Fotos: Fabrício Photos

É em memória dos pais Santina e Francisco Irineu Gonçalves que Everaldo e os nove irmãos mantêm viva a tradição da farinhada no engenho da família, em Ibiraquera. Ali, todos cresceram ajudando os pais na lida de plantar e colher a mandioca. “Naquele tempo difícil, quando tudo era feito à mão, o pai fazia 600 sacos de farinha, durante quase meio ano.
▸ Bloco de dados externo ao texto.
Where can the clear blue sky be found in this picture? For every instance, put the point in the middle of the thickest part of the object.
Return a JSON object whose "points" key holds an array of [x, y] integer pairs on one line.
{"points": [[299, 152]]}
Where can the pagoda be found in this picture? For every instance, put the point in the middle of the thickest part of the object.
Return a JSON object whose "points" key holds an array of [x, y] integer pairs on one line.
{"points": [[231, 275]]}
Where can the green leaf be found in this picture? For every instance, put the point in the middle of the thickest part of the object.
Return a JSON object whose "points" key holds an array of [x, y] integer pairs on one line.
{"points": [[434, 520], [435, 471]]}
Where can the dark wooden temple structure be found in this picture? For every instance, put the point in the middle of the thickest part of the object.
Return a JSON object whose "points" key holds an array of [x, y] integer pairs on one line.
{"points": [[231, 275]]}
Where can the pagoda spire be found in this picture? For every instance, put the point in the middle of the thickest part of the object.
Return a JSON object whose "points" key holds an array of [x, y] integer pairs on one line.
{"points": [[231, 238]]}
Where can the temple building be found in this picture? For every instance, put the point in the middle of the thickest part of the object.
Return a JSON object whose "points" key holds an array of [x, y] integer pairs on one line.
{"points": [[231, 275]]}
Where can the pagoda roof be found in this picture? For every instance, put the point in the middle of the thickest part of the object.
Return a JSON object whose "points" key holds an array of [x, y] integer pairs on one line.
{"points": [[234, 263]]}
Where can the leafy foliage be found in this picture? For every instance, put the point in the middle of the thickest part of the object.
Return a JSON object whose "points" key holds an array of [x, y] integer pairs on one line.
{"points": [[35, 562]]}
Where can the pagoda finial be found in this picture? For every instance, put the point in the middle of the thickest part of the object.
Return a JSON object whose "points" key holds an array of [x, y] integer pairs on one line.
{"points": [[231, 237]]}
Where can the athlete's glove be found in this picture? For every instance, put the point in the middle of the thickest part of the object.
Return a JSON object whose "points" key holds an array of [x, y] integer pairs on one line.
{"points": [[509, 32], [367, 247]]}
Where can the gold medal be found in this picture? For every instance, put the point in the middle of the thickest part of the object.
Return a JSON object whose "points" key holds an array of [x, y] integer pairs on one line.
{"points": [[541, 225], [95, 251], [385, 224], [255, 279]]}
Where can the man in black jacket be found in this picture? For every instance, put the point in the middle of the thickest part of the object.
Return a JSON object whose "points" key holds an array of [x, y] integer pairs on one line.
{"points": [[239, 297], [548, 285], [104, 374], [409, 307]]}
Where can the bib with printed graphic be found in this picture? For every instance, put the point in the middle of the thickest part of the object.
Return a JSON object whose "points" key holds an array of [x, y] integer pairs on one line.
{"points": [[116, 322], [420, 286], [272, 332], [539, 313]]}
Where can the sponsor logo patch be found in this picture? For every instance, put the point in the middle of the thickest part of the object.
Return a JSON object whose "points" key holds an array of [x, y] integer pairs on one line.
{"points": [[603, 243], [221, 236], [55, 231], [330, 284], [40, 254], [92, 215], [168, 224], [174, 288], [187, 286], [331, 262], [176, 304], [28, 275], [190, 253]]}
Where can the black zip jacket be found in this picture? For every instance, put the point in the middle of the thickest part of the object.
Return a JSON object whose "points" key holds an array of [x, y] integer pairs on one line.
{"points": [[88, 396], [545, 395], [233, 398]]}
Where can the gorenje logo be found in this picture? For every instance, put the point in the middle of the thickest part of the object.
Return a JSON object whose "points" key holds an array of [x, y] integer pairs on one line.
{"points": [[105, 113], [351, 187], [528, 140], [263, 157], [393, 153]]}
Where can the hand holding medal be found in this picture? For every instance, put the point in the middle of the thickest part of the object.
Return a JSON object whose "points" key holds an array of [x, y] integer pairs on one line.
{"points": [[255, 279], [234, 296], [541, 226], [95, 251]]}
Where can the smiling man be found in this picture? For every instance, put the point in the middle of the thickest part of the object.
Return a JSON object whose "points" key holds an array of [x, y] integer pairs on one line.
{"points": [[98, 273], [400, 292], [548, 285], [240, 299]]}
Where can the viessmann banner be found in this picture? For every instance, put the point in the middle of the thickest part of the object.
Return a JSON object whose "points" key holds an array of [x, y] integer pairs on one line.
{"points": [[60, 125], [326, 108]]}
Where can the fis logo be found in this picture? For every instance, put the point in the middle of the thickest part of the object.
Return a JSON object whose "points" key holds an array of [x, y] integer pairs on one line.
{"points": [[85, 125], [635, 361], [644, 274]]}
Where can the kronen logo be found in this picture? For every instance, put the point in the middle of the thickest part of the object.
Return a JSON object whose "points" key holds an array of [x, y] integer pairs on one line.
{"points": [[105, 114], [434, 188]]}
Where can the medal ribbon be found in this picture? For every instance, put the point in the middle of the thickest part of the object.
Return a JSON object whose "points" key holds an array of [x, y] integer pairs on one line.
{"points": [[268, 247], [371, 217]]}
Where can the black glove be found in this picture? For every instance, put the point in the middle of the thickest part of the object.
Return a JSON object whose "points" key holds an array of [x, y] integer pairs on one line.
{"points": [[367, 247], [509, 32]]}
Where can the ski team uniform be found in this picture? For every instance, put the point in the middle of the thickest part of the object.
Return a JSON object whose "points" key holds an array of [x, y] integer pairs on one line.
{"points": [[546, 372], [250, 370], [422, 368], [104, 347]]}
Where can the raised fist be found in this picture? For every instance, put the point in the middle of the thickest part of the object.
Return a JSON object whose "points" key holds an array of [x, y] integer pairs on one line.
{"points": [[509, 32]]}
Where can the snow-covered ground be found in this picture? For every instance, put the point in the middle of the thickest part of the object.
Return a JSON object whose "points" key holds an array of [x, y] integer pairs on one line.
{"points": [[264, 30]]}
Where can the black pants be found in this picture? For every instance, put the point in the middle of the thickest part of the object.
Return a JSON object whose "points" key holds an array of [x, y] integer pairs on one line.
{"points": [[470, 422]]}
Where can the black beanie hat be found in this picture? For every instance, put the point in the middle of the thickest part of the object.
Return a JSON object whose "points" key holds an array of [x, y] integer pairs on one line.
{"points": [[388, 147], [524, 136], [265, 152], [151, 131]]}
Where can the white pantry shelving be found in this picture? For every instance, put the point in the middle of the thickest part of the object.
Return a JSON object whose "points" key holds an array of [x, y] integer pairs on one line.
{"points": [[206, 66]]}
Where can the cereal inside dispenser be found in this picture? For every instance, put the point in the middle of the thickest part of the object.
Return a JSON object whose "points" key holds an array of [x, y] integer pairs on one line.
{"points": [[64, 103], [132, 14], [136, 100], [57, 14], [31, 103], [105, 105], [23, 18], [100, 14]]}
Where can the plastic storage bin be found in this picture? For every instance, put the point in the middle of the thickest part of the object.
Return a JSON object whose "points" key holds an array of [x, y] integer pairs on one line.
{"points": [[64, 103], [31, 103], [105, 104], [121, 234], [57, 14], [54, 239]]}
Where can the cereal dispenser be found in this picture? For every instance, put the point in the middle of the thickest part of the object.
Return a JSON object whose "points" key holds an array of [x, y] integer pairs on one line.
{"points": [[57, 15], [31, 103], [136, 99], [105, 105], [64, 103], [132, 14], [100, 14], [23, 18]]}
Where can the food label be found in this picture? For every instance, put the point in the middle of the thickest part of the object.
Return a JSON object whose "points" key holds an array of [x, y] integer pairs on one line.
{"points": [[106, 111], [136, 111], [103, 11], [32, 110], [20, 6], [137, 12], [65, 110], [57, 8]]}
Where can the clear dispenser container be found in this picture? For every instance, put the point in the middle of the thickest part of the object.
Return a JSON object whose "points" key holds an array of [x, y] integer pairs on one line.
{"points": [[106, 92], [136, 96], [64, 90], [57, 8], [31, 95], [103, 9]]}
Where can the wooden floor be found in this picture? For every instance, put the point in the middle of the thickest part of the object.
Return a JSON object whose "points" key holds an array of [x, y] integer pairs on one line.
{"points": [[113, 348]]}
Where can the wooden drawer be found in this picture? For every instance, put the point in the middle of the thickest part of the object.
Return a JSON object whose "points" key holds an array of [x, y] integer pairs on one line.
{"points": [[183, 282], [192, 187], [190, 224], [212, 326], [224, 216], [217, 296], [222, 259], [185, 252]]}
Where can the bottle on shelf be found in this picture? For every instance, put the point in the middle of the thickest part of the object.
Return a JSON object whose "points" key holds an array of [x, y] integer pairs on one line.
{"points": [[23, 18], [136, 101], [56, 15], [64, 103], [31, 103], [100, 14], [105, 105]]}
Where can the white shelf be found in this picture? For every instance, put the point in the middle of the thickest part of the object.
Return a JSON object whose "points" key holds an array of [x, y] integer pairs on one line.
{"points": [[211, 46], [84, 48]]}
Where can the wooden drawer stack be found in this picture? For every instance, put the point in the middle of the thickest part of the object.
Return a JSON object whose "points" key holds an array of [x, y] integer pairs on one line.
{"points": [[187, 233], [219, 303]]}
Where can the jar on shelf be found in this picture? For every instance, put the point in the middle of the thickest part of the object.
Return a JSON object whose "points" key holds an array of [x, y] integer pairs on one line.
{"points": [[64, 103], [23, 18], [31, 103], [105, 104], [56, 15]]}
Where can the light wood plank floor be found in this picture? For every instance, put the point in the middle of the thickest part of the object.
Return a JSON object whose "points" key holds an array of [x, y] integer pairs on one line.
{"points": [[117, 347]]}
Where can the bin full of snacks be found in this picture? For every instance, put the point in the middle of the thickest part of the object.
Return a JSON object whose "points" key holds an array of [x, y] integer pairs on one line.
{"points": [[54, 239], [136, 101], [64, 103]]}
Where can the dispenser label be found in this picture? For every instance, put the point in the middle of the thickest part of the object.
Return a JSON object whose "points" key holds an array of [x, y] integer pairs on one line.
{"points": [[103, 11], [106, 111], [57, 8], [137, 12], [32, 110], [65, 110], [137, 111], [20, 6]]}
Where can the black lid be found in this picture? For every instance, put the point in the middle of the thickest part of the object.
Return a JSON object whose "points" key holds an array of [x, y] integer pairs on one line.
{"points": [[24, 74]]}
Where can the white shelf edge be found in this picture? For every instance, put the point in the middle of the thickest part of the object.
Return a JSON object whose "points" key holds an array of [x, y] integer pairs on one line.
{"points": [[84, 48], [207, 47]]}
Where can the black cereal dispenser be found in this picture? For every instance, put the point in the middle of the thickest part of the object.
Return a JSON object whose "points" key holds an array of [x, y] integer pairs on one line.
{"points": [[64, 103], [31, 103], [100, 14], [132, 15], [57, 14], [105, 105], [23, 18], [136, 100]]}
Dormia às 5h da tarde e às 10h já estava de pé para trabalhar a noite toda no engenho e de manhã ir para a roça de novo”, conta Everaldo, o filho mais moço, que se emociona com a herança de conhecimento deixada pelo pai. “Se formos pros nossos filhos 50% do que o pai foi pra nós, já vai ser bom demais. Meu pai não teve o estudo, tinha só a 4ª série, mas ele era iluminado! Conhecia tudo e trabalhava por dois homens”, completa.

Com a ajuda dos amigos, eles ainda sentam em roda e descascam a mandioca na faca, ao som das conversas e das risadas. Maria, a irmã mais velha, é a forneira oficial da família. Desde quando muito pequena usava meio “arque”, uma espécie de balaio, para alcançar no forno e fazer o vai-e-vem da farinha, que hoje é por um motor elétrico. “Agora, não dá tanto trabalho. Só que não se tem tempo pra isso e nem terra pra plantar”, lamenta Everaldo.

Nesse ano, foram 38 sacos de 45 quilos cada. Mais uma missão cumprida. A farinha está pronta e é dividida entre os dez irmãos: Maria, Manoel, Ubelina, Paulino, Alcides, Romualdo, Onércia, Orlando, Adriana e Everaldo, e todos aqueles que ajudaram no processo. E tem mandioca plantada para garantir a farinhada do ano que vem, que o caçula da família teima em produzir. “Enquanto estiver vivo, eu vou continuar. Pra manter a tradição e a palavra dada para o pai antes de falecer.